Staatsanwalt: „Botschafterin hat gegen schwedische Außenpolitik verstoßen“
Für den mit dem Fall betrauten Staatsanwalt Henrik Olin, habe eine Botschafterin zwar unglaublich weitreichende Befugnisse, jedoch gelte auch für sie eine Grenze. „Und wir meinen, diese Grenze hat sie überschritten. Sie hat gegen die derzeitige schwedische Außenpolitik verstoßen“, äußerte er gegenüber „sverige radio“.
Lindstedt bestreitet einen Fehler begangen zu haben, will aber außerhalb der Gerichtsverhandlung keine Aussagen machen. Nach Ansicht der Verteidigung gab es keine spezifischen Anweisungen seitens der Regierung für die Behandlung des Falles Gui Minhai. Auch wären die Befugnisse von Anna Lindstedt als Botschafterin uneingeschränkt gewesen, so die Verteidigung.
Dies sei ein zentrales Thema, erklärt Staatsanwalt Olin. Er weist darauf hin, dass es in dem Fall nicht um allgemeine Einschränkungen der Befugnisse eines Botschafters gehe, sondern um die Anweisungen, die in dem speziellen diplomatischen Fall in Bezug auf Gui Minhai galten.
„Das macht die Komplexität dieses Falles aus – es gibt kein Zehn-Punkte-Dokument, in dem es heißt: ‚Dies ist Schwedens konsularische Strategie im Fall des inhaftierten Bürgers Gui Minhai‘.“ Hier ginge es darum, dass ihre Handlungen im Gegensatz zur Haltung des Außenministeriums standen. Auch ginge es um Lindstedts widersprüchliches Verhalten selbst, sagte Henrik Olin.
Fall einzigartig in Schwedens Geschichte
Eine weitere wichtige Frage ist, wie das derzeitige schwedische Gesetz zu verstehen ist, so Olin. Das Verbrechen, „Einstimmigkeit bei Verhandlungen mit ausländischer Macht“, wurde noch nie vor einem schwedischen Gericht verhandelt.
„Denn es muss für eine Verurteilung erwiesen sein, dass die [anscheinend in Schweden lebenden chinesischen] Geschäftsleute, die an dem Treffen teilnahmen, die Interessen eines ausländischen Staates vertraten“, führt der Staatsanwalt aus.
Der Verteidigung zufolge vertraten die Geschäftsleute nur ihre eigenen Interessen bei der Verbesserung der Beziehungen zwischen Schweden und China, um Geschäfte zwischen den Ländern zu tätigen.

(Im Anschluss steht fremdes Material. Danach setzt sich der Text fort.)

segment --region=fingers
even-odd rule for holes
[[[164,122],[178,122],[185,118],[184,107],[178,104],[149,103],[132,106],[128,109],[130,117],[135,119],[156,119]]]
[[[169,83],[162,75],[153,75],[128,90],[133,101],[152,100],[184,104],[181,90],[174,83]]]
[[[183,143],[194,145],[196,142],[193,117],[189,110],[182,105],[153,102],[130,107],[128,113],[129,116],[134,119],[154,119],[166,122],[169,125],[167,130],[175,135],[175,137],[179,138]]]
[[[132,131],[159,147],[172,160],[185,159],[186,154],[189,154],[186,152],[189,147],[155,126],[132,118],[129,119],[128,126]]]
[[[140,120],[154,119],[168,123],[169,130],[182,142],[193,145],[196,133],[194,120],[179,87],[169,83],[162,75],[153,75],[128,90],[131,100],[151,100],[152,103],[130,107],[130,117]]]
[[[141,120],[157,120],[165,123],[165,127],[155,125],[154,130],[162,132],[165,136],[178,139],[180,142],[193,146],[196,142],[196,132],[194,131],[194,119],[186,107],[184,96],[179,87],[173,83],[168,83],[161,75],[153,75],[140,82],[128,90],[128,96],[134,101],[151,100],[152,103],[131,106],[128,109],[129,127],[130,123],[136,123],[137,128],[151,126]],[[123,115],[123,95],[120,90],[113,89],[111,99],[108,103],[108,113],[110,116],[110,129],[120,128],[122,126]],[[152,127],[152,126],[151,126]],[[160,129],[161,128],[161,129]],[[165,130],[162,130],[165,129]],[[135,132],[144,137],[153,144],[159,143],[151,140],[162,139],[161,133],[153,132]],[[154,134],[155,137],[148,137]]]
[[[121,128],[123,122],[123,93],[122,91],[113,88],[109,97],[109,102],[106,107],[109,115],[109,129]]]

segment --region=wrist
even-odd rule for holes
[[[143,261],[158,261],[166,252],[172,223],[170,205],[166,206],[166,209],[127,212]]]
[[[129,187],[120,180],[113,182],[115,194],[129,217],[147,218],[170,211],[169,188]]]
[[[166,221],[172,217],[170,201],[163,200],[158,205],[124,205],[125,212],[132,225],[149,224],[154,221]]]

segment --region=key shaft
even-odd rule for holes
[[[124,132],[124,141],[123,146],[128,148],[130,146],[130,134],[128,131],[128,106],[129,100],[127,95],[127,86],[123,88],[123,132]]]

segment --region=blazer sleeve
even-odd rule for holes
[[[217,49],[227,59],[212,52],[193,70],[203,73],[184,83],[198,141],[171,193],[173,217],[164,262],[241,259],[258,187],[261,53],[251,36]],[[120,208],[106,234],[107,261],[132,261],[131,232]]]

Der Staatsanwalt Henrik Olin schließt jedoch seiner Meinung nach nicht aus, dass die Männer auch die Interessen des chinesischen Staates vertraten.
„Sie mögen durchaus Geschäftsleute mit ihren Geschäftsinteressen sein, vertreten aber dennoch in diesem Zusammenhang die Interessen des chinesischen Staates. Und wir glauben, dass ihr Verhalten und Handeln völlig im Einklang mit Chinas Interesse steht“, sagte Olin.
Kritiker sehen in den chinesischen Geschäftsleuten Vertreter der chinesischen „Heimatfront“ jener von Peking gesteuerten weltweit verbreiteten Organisation in der sich die Übersee-Chinesen organisieren, um sich für Pekings Interessen im Ausland einzusetzen.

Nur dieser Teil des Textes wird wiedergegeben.